国際研究集会での研究発表

大学院博士前期課程・情報科学専攻 織田奈津季

私は、8th European Conference on Mathematical and Theoretical Biology (ECMTB) 2011(2011年6月26日から7月2日)に参加し、研究発表を行いました。今回の渡航は、情報科学専攻の資金援助を受けて実現したものです。

ECMTBは数理生物学や理論生物学の近年の進歩について議論することを目的として3年おきに開催される国際会議です。8回目となる今回は、ポーランド南部の歴史都市クラクフにあるヤギェウォ大学 (Jagiellonian University) が会場となり、全世界から約1000名という多数の研究者が集まり、広い範囲にわたる研究発表や議論を行いました。

私は会議初日に、"Individual-based modeling of spatial population dynamics"という題目でポスター発表を行いました。この研究は、4回生時の情報科学科卒業研究を発展させた内容であり、個体ベースモデルを用いて各個体の出生・死亡・移動のアルゴリズムを機械論的に記述し、計算機シミュレーションの結果を説明する定量的モデルを導くことで、より生物学的な視点に立脚した集団レベルの個体群動態モデルを記述することを試みる研究です。
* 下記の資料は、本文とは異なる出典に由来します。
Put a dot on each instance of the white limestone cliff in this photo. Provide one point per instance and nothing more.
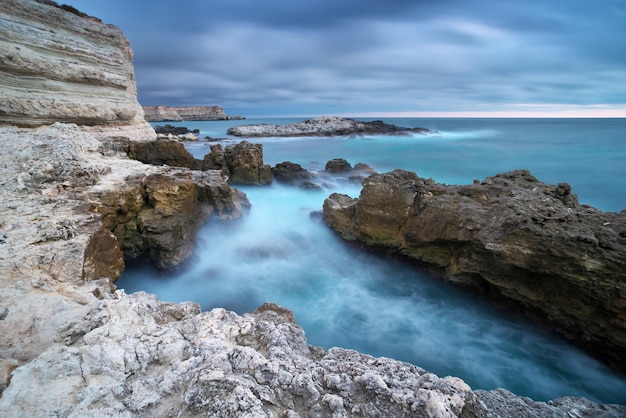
(71, 346)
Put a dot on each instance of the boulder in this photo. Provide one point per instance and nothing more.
(185, 113)
(162, 152)
(59, 65)
(288, 172)
(338, 165)
(323, 126)
(510, 235)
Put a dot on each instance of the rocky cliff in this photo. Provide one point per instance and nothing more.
(323, 126)
(185, 113)
(73, 205)
(59, 66)
(509, 235)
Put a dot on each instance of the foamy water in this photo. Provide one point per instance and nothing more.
(385, 307)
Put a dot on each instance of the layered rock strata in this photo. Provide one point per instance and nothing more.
(71, 208)
(323, 126)
(71, 346)
(59, 66)
(134, 356)
(510, 235)
(241, 163)
(185, 113)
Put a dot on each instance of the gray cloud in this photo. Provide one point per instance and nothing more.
(325, 56)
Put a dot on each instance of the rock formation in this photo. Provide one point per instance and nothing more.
(72, 204)
(59, 66)
(177, 114)
(134, 356)
(510, 235)
(323, 126)
(241, 163)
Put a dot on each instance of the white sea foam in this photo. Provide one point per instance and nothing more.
(345, 297)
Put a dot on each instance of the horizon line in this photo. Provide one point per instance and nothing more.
(594, 114)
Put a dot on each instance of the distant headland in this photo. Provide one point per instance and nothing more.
(185, 113)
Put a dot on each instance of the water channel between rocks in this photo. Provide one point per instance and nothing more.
(345, 297)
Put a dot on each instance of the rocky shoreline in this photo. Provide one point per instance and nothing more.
(511, 236)
(75, 201)
(186, 113)
(323, 126)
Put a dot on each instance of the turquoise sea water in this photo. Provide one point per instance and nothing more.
(345, 297)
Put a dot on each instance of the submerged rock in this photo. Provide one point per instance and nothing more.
(323, 126)
(241, 163)
(509, 235)
(62, 66)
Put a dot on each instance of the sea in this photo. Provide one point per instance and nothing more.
(383, 306)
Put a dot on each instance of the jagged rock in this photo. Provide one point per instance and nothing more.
(242, 163)
(188, 113)
(62, 194)
(60, 66)
(510, 235)
(162, 151)
(179, 132)
(139, 357)
(323, 126)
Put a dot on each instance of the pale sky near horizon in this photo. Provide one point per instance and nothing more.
(431, 58)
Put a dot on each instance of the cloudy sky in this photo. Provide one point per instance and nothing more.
(375, 57)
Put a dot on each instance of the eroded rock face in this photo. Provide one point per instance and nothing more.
(242, 163)
(139, 357)
(159, 214)
(323, 126)
(186, 113)
(58, 66)
(510, 235)
(69, 205)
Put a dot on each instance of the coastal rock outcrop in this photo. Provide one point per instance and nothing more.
(71, 201)
(61, 66)
(509, 235)
(323, 126)
(242, 163)
(71, 208)
(185, 113)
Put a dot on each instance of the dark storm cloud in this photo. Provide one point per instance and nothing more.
(327, 56)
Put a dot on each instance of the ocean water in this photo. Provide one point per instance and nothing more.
(383, 306)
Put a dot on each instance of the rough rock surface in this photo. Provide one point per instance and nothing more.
(510, 235)
(241, 163)
(322, 126)
(70, 348)
(69, 205)
(58, 66)
(176, 114)
(134, 356)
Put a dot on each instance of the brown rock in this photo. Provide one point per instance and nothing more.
(510, 235)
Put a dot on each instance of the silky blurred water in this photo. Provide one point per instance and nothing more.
(345, 297)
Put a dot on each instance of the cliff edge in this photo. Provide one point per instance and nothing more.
(510, 235)
(73, 205)
(185, 113)
(61, 66)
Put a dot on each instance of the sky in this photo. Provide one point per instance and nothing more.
(554, 58)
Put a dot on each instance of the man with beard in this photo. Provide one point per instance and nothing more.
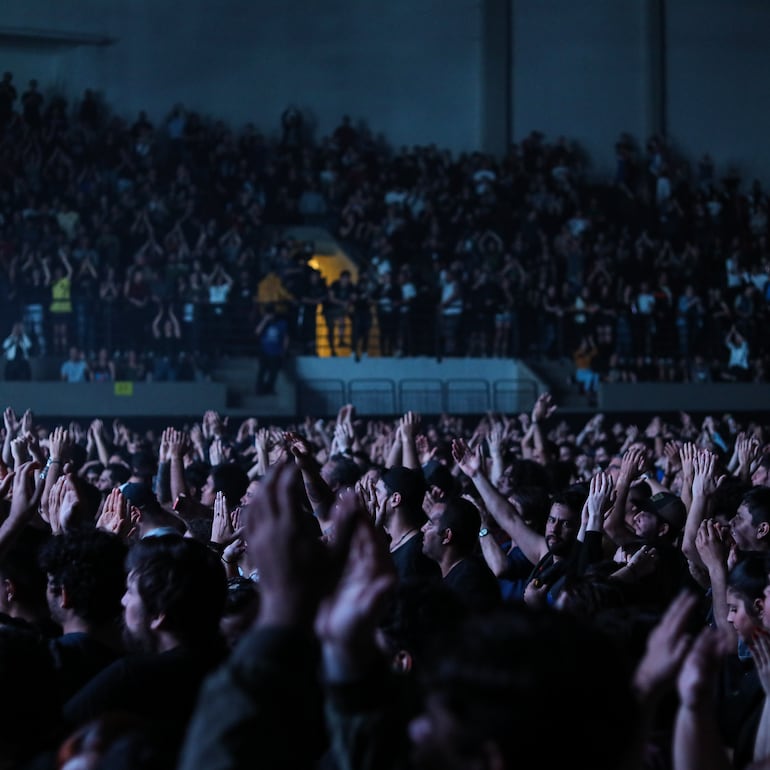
(400, 492)
(450, 538)
(174, 598)
(488, 688)
(85, 583)
(551, 552)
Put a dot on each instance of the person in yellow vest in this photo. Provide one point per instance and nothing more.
(271, 291)
(60, 309)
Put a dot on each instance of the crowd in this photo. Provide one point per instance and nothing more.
(107, 223)
(386, 594)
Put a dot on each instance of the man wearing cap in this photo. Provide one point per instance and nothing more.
(400, 492)
(658, 523)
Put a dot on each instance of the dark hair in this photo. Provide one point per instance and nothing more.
(231, 480)
(89, 564)
(757, 500)
(748, 578)
(419, 616)
(535, 504)
(29, 714)
(182, 579)
(19, 564)
(462, 517)
(241, 594)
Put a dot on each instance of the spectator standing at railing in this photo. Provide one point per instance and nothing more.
(273, 343)
(17, 349)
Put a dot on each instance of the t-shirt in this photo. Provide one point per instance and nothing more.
(74, 371)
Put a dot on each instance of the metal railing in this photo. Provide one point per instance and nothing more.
(382, 396)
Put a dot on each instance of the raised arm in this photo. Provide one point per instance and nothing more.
(615, 523)
(531, 543)
(410, 423)
(544, 407)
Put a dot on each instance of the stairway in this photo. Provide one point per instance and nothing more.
(558, 375)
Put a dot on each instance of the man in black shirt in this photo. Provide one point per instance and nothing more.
(449, 538)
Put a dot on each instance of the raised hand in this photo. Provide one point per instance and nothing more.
(632, 464)
(544, 407)
(19, 450)
(704, 482)
(469, 462)
(344, 437)
(59, 444)
(495, 439)
(11, 421)
(713, 548)
(221, 527)
(115, 516)
(598, 501)
(347, 618)
(284, 546)
(409, 425)
(177, 444)
(26, 493)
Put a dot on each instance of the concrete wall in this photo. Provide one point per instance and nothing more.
(718, 97)
(581, 70)
(665, 397)
(464, 74)
(412, 70)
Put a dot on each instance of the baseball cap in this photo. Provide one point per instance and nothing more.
(410, 484)
(139, 495)
(668, 506)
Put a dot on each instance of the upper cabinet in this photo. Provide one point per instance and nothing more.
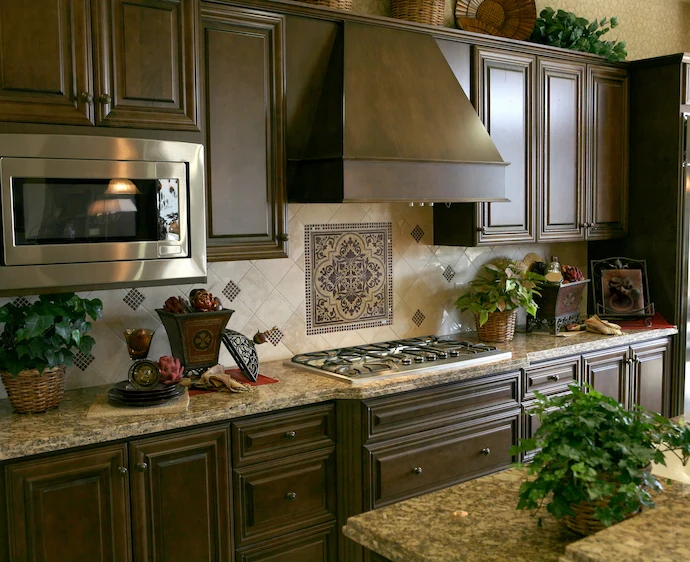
(243, 79)
(118, 63)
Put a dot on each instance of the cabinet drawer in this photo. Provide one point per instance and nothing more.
(419, 410)
(276, 435)
(278, 497)
(431, 462)
(552, 376)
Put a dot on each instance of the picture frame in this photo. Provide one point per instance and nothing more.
(620, 289)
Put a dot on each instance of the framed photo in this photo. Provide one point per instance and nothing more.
(620, 288)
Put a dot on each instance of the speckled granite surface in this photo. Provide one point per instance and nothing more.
(67, 426)
(434, 527)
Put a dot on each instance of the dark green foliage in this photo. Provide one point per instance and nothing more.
(45, 333)
(565, 29)
(593, 448)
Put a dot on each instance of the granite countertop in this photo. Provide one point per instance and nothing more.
(477, 521)
(67, 426)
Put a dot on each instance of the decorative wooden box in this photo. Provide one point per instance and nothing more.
(559, 305)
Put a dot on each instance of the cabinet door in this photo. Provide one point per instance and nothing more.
(561, 112)
(181, 497)
(245, 97)
(45, 61)
(607, 138)
(608, 372)
(69, 507)
(146, 63)
(651, 381)
(504, 95)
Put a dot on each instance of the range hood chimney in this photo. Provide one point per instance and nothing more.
(378, 115)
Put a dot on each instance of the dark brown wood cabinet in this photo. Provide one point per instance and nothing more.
(244, 80)
(561, 153)
(70, 507)
(182, 482)
(46, 73)
(607, 153)
(120, 63)
(145, 55)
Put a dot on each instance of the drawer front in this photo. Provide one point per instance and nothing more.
(431, 462)
(279, 497)
(272, 436)
(552, 377)
(442, 406)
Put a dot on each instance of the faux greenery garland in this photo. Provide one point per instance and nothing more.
(592, 448)
(565, 29)
(505, 285)
(46, 332)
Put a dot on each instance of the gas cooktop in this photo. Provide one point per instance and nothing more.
(398, 357)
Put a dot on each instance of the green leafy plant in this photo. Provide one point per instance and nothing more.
(592, 448)
(565, 29)
(46, 332)
(504, 285)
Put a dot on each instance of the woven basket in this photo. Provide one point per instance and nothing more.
(345, 5)
(31, 392)
(431, 12)
(499, 328)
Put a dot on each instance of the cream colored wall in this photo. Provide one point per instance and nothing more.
(649, 28)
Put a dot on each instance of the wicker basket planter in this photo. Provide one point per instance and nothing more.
(431, 12)
(31, 392)
(499, 328)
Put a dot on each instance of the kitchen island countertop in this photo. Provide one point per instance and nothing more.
(68, 426)
(477, 521)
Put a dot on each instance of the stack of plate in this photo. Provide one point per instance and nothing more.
(124, 394)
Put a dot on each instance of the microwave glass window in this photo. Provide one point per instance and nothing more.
(77, 211)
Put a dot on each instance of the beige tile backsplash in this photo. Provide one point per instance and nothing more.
(271, 292)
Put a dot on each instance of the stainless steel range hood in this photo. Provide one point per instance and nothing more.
(376, 114)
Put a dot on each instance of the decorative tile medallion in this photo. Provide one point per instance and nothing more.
(349, 276)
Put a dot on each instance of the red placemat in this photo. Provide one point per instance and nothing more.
(239, 377)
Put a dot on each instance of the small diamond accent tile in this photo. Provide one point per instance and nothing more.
(417, 233)
(20, 302)
(274, 335)
(133, 299)
(83, 361)
(231, 291)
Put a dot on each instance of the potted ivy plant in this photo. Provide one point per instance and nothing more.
(37, 342)
(593, 458)
(495, 296)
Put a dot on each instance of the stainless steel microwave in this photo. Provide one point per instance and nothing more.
(93, 212)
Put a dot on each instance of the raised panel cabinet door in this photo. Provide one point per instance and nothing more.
(181, 497)
(561, 115)
(608, 372)
(504, 95)
(146, 58)
(607, 138)
(70, 507)
(244, 81)
(45, 62)
(651, 384)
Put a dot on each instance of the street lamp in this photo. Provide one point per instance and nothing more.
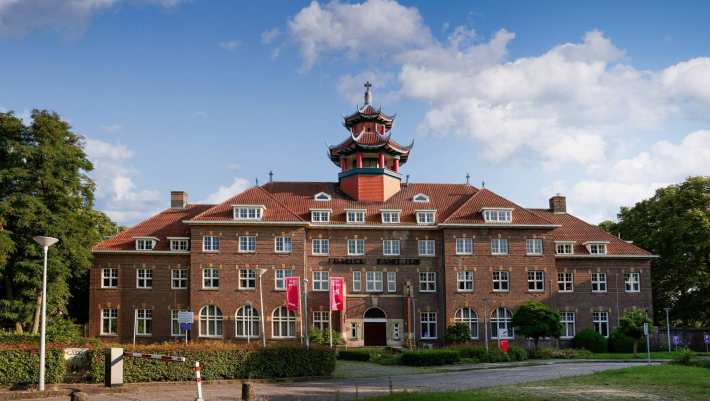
(45, 243)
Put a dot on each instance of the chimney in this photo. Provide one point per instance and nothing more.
(178, 199)
(558, 204)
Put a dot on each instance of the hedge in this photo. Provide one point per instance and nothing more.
(220, 361)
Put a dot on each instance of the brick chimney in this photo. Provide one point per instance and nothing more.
(558, 204)
(178, 199)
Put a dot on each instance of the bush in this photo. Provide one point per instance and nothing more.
(354, 355)
(432, 357)
(590, 340)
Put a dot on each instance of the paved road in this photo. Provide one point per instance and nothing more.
(346, 388)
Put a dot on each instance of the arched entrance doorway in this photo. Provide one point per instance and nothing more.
(375, 327)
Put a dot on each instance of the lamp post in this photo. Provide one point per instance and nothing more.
(261, 306)
(45, 243)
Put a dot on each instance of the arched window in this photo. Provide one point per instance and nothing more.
(283, 323)
(246, 322)
(211, 321)
(500, 319)
(468, 317)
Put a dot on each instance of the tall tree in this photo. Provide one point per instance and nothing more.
(44, 190)
(675, 224)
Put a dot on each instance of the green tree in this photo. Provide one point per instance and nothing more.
(631, 325)
(534, 320)
(675, 224)
(44, 190)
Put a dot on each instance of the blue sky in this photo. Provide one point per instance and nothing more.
(600, 101)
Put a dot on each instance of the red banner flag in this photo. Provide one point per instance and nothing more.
(337, 294)
(293, 292)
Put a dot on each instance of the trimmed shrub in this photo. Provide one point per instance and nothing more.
(432, 357)
(590, 340)
(345, 355)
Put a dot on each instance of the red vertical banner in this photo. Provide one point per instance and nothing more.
(293, 289)
(337, 294)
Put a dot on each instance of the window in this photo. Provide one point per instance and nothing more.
(247, 243)
(283, 323)
(144, 244)
(464, 281)
(533, 246)
(320, 246)
(144, 322)
(598, 282)
(248, 212)
(246, 322)
(425, 217)
(564, 248)
(320, 216)
(210, 278)
(320, 281)
(357, 281)
(632, 282)
(280, 276)
(144, 278)
(536, 281)
(427, 281)
(181, 244)
(567, 320)
(175, 330)
(464, 246)
(468, 317)
(500, 320)
(390, 247)
(499, 246)
(565, 282)
(109, 322)
(500, 281)
(282, 244)
(426, 247)
(247, 279)
(390, 216)
(211, 320)
(498, 215)
(355, 216)
(321, 321)
(109, 278)
(178, 279)
(373, 281)
(601, 323)
(428, 325)
(210, 243)
(356, 247)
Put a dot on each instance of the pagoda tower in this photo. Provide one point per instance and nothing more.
(369, 159)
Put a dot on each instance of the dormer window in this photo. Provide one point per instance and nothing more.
(146, 243)
(596, 247)
(426, 216)
(420, 198)
(248, 212)
(322, 197)
(355, 216)
(497, 215)
(320, 215)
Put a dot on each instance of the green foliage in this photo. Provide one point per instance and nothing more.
(590, 340)
(354, 355)
(675, 224)
(432, 357)
(535, 320)
(44, 190)
(457, 333)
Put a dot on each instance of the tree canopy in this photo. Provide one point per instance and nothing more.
(44, 190)
(675, 225)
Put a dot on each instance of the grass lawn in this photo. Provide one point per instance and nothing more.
(666, 382)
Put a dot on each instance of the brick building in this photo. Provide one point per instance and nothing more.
(415, 258)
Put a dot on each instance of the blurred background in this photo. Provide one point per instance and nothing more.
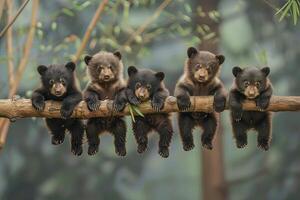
(152, 34)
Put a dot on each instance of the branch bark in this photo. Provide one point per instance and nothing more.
(24, 60)
(21, 108)
(89, 30)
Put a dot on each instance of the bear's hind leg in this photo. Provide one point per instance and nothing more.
(119, 132)
(77, 131)
(240, 133)
(264, 134)
(57, 130)
(92, 130)
(140, 130)
(165, 132)
(209, 125)
(186, 125)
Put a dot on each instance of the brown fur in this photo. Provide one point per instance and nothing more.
(100, 88)
(200, 78)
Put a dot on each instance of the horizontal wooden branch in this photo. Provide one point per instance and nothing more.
(20, 108)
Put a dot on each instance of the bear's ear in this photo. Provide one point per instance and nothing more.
(42, 69)
(265, 71)
(71, 66)
(220, 58)
(118, 54)
(87, 59)
(132, 70)
(192, 51)
(160, 75)
(236, 70)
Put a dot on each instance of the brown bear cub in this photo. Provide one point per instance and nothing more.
(58, 83)
(144, 85)
(105, 70)
(200, 78)
(251, 84)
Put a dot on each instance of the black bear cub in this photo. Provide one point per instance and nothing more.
(251, 84)
(105, 70)
(200, 78)
(58, 83)
(144, 85)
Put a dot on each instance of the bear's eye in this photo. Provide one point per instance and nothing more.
(148, 86)
(257, 84)
(138, 85)
(62, 81)
(246, 83)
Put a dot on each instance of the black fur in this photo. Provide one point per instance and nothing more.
(98, 90)
(69, 99)
(158, 122)
(242, 120)
(189, 85)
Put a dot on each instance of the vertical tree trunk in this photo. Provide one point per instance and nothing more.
(213, 173)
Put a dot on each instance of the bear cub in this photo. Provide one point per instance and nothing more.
(200, 78)
(105, 70)
(144, 85)
(58, 84)
(251, 84)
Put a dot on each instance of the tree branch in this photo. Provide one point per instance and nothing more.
(14, 19)
(89, 30)
(21, 108)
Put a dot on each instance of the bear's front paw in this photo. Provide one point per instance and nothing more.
(118, 106)
(163, 152)
(241, 142)
(207, 142)
(66, 112)
(157, 104)
(188, 144)
(141, 148)
(134, 100)
(57, 139)
(93, 149)
(263, 144)
(121, 151)
(93, 104)
(219, 103)
(76, 149)
(38, 104)
(262, 103)
(183, 102)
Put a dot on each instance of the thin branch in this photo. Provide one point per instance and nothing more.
(27, 47)
(14, 19)
(21, 108)
(9, 46)
(143, 27)
(89, 30)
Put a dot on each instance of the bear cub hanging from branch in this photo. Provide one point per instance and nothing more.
(252, 84)
(200, 78)
(58, 83)
(105, 70)
(144, 85)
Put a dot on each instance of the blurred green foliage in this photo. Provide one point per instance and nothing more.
(31, 168)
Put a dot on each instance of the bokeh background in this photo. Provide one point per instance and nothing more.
(153, 34)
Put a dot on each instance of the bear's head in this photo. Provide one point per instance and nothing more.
(104, 67)
(202, 66)
(57, 78)
(144, 82)
(251, 81)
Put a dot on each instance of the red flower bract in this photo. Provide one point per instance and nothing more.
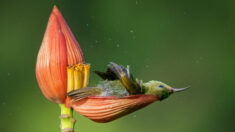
(58, 50)
(106, 109)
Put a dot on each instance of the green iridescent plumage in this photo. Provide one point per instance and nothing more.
(118, 81)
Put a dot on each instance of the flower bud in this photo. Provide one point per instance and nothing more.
(105, 109)
(59, 49)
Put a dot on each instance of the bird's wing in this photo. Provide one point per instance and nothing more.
(84, 93)
(108, 75)
(118, 72)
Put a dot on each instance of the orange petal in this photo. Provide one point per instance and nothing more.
(106, 109)
(75, 55)
(52, 62)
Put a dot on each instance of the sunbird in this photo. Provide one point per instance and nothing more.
(118, 81)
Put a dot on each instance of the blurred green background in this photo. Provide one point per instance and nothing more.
(178, 42)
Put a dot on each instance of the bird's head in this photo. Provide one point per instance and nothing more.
(160, 89)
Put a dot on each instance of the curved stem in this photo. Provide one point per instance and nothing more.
(66, 119)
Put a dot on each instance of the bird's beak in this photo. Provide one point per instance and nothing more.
(178, 89)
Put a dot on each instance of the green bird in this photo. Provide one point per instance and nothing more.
(118, 81)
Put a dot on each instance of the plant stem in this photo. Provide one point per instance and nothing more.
(66, 119)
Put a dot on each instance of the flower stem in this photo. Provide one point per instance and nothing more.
(66, 119)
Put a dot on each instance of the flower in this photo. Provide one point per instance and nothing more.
(58, 50)
(105, 109)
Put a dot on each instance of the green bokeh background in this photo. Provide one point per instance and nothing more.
(180, 42)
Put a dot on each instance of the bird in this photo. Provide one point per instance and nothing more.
(118, 81)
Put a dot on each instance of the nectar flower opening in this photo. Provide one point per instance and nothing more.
(59, 49)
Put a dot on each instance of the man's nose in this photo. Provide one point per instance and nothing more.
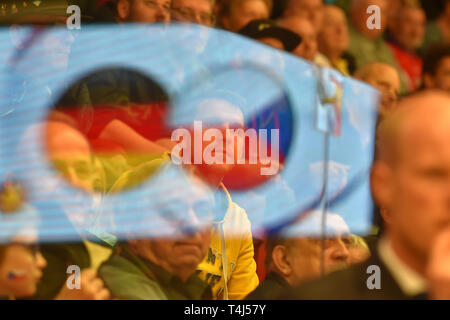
(191, 224)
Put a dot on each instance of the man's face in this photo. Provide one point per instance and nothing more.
(311, 10)
(409, 30)
(20, 270)
(147, 11)
(308, 47)
(242, 12)
(195, 11)
(333, 37)
(181, 253)
(386, 79)
(419, 180)
(441, 79)
(305, 255)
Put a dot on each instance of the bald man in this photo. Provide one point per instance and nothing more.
(410, 180)
(386, 79)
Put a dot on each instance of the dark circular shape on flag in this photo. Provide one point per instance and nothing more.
(106, 133)
(244, 109)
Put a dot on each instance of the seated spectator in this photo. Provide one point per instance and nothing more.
(123, 11)
(292, 260)
(164, 267)
(21, 262)
(358, 250)
(70, 153)
(386, 79)
(307, 49)
(236, 14)
(436, 68)
(409, 177)
(194, 11)
(438, 31)
(311, 10)
(270, 33)
(333, 40)
(406, 34)
(367, 45)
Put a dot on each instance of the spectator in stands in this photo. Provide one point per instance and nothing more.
(311, 10)
(272, 34)
(164, 267)
(333, 40)
(307, 49)
(438, 31)
(436, 68)
(406, 34)
(386, 79)
(293, 260)
(410, 176)
(236, 14)
(368, 45)
(21, 262)
(138, 10)
(194, 11)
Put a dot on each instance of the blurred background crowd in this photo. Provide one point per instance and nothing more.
(406, 57)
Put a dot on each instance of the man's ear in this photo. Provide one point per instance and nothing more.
(281, 260)
(381, 185)
(123, 10)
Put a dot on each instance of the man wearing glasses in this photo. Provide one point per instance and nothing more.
(149, 11)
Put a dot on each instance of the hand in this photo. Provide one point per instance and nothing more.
(438, 269)
(91, 288)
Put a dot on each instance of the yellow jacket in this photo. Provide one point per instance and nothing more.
(233, 236)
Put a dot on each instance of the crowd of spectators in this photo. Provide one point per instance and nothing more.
(406, 58)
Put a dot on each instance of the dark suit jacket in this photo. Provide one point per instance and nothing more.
(350, 284)
(270, 288)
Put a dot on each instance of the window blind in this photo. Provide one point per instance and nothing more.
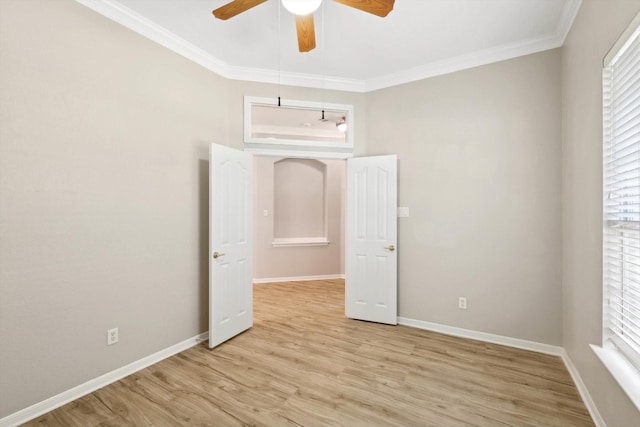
(621, 188)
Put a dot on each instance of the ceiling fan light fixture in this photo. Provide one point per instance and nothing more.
(301, 7)
(342, 125)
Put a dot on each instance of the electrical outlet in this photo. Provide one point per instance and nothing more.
(112, 336)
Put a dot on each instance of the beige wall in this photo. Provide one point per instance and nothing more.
(103, 194)
(103, 217)
(278, 262)
(104, 141)
(596, 28)
(479, 168)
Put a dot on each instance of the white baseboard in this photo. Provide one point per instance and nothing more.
(299, 278)
(582, 389)
(90, 386)
(517, 343)
(482, 336)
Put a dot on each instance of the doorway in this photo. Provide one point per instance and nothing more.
(299, 219)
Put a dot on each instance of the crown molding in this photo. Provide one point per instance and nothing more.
(117, 12)
(484, 57)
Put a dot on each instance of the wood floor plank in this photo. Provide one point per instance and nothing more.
(304, 364)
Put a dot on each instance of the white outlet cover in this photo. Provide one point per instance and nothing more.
(112, 336)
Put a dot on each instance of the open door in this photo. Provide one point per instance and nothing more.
(371, 265)
(230, 243)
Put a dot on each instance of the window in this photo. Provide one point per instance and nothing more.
(621, 212)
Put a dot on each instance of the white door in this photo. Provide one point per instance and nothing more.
(372, 257)
(230, 243)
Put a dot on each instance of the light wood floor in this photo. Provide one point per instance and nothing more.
(304, 363)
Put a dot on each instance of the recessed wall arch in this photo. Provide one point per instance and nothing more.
(300, 202)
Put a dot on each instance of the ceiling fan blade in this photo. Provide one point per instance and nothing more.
(306, 33)
(234, 8)
(377, 7)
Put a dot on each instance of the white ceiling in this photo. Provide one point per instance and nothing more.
(355, 51)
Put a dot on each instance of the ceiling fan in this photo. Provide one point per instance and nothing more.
(303, 9)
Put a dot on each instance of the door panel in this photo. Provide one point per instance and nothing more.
(371, 268)
(230, 250)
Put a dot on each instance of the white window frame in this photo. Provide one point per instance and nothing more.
(620, 348)
(297, 147)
国際会議への参加と英語による研究発表は初めての経験でした。特に、英語での質疑応答に対する不安は相当なものでした。しかし、渡航前に十分に練習をしておいたことと、ポスター発表ではその場で図を書いたり筆談したり、手振り身振りを用いて時間をかけて聴衆の方の質問に答えることができたので、お互い納得のいく議論ができました。今回の英語を用いたポスター発表と質疑応答は、大変貴重な経験となりました。また、自身の発表だけでなく、他の研究者の方々の発表を聴講させていただきました。特に私と同じ個体ベースモデルによる研究発表の聴講は非常に有意義なものとなりました。

今回の経験から、研究に対する知見、語学力やコミュニケーションの大切さについて体感することができました。今回の学会で得た経験や頂いた意見を今後の研究に活かしていこうと思います。